Pakistan Prime Minister Nawaz Sharif said on Tuesday that his country and Turkey were exploring a political solution to the Yemen conflict and invited Iran to join their efforts.
"Iran should also join the discussion and evaluate whether their policy is correct," Sharif said, during a debate in Pakistan's parliament over whether the country should join the Saudi-led Sunni military offensive against Shiite Houthi rebels in Yemen.
Defense Minister Khawaja Asif said on Monday that the Saudi government had asked Islamabad to provide troops, fighter jets and warships for its campaign against the rebels who are allegedly backed by Iran.
Most Pakistani legislators expressed concerns that getting involved in Yemen would further widen a domestic sectarian divide that had claimed thousands of lives over the decades.

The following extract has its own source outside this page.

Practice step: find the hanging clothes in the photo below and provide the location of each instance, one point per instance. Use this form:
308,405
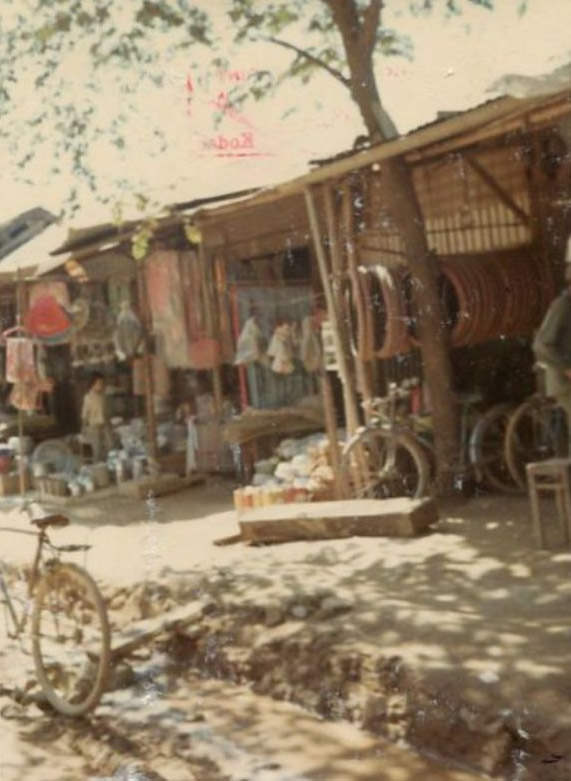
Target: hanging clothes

Sharif said he would contact Malaysian and Indonesian leaders to rally the support of the Muslim world to end the conflict peacefully. He visited Turkey this weekend.
The Iranian foreign minister is due to visit Pakistan on Wednesday, and discussions on Yemen are expected to dominate the agenda.
Pakistan's leadership has been staunchly allied with Saudi Arabia, but the country has recently been warming up its economic and political relations with Shiite Iran for its energy needs.
"It is a tough decision," said Irfan Shahzad, lead researcher at the Institute of Policy Study think tank. "Islamabad can ill afford to enrage both Saudis and Iranians."
The parliament might decide to send troops to defend Saudi Arabian territorial integrity, but would not participate directly in the war in Yemen, a minister told German Press Agency dpa ahead of the meeting.
"That is what we can do for the Saudis in a minimal possible way," said the minister, who requested anonymity, "we don't want our own country to suffer because of a conflict thousands of miles away."